Soleil Ho announced in her first Chronicle newsletter that she is choosing not to review or endorse businesses from one of the most noteworthy local perpetrators of sexual misconduct in restaurant kitchens.
Chef and restaurateur Charlie Hallowell, the founder and original force behind popular Oakland pizza spots Pizzaiolo and Boot & Shoe Service as well as the former Penrose, was the center of one of the biggest #MeToo Movement storms last year. A December 2017 piece in the San Francisco Chronicle reported the accusations of 17 women, all former employees, who described years of sexual harassment and rampant verbal abuse by Hallowell.
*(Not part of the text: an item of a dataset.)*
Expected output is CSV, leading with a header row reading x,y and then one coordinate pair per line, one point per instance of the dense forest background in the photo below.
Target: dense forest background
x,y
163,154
The women described Hallowell's "constant need to talk about sex or anything sexual" and his "sexual Tourette's disorder" — one example was comparing the feeling of properly made pizza dough to "a fat girl’s tit." The number of accusers would ultimately grow to 30.
Hallowell subsequently apologized and "stepped away" from his restaurants. Penrose was sold to chef Rico Rivera and has been rechristened Almond & Oak. Hallowell also sold Boot & Shoe Service to an employee, Jen Cremer, and it's retained its name and concept.
But Hallowell has reportedly occasionally returned to the kitchen at his flagship, Pizzaiolo, and he's opened a new restaurant in Berkeley — originally slated to be called Boot & Shoe Berkeley, it's called Western Pacific. That debuted in October, and it has four stars on Yelp.
On the eve of that restaurant's opening, Hallowell again made some public apologies for his behavior, and wrote up a "12-point plan" for his return to public life as a chef, which included the unfortunately joke-y detail of installing a dunk-tank in the backyard at Pizzaiolo where employees could periodically dunk him if they wished.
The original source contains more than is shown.